Tidak sekadar menampilkan tarian tradisional, di youtube “Gubug Inovatif” juga mengenalkan dunia keris. Seperti mengenal dasar-dasar tombak totog, mengenal wedung ron kenduru, mengenal keris brojol tubanan, mengenal keris leres mojopahit pamor ceprit, mengenal dasar-dasar keris pendowo uler lulut, mengenal wedung lawe saukel, mengenal keris kulit semongko era Tuban, mengenal kapak pethik, serta mengenal keris leres slewah.
Untuk mengenalkan wayang, dengan inovasi digital, “Gubug Inovatif” menayangkan beberapa dongeng yang menggunakan media wayang yang merupakan koleksi Museum Gubug Wayang. Seperti dongeng kancil dan buaya, dongeng kancil dan kerbau yang angkuh, dan dongeng kancil mencuri ketimun.
Pertunjukan wayang, meskipun menggunakan bahasa jawa, bahasanya tidak terlalu rumit untuk dimengerti. Juga disediakan subtitle berbahasa indonesia sehingga semua orang bisa mengerti dialog selama pertunjukan.
“Dunia kebudayaan saat ini harus mengikuti perkembangan era digitalisasi agar menarik minat remaja untuk menggandrungi dunia kebudayaan, karena itu juga salah satu cara agar kebudayaan tidak sirna di mata masyarakat.” tuturnya.

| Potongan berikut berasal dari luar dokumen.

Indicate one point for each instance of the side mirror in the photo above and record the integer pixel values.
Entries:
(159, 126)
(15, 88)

kebudayaan Indonesia, kata Cintya, memiliki potensi untuk mendatangkan dampak positif yang sangat beragam mulai dari sosial hingga ekonomi. Kebudayaan juga intisari dari ekonomi kreatif. Museum adalah awal yang tepat untuk menciptakan ekosistem bahwa budaya adalah sebuah industri yang menjanjikan bagi masa depan.
“Perlu waktu dalam mewujudkannya, tetapi ini adalah sebuah kepastian dalam hal potensi dan kemungkinan terwujudnya, tinggal sejauh mana gotong royong dalam mewujudkannya. Sebab budaya tidak berbicara tentang aku, tetapi berbicara tentang kita,” tambahnya.
Dunia kebudayaan saat ini harus menyetarakan dengan perkembangan zaman, karena untuk meningkatkan minat masyarakat dengan dunia kebudayaan, salah satu caranya adalah dengan memanfaatkan digitalisasi. Di akhir wawancara budayawan ini memiliki pesan kepada generasi muda,
“keadaannya saat ini juga dikarenakan kurangnya anak muda di ruang kebudayaan. Maka dari itu mari kita hadir untuk juga dapat mengangkat pemajuan kebudayaan berkelanjutan.”tutupnya.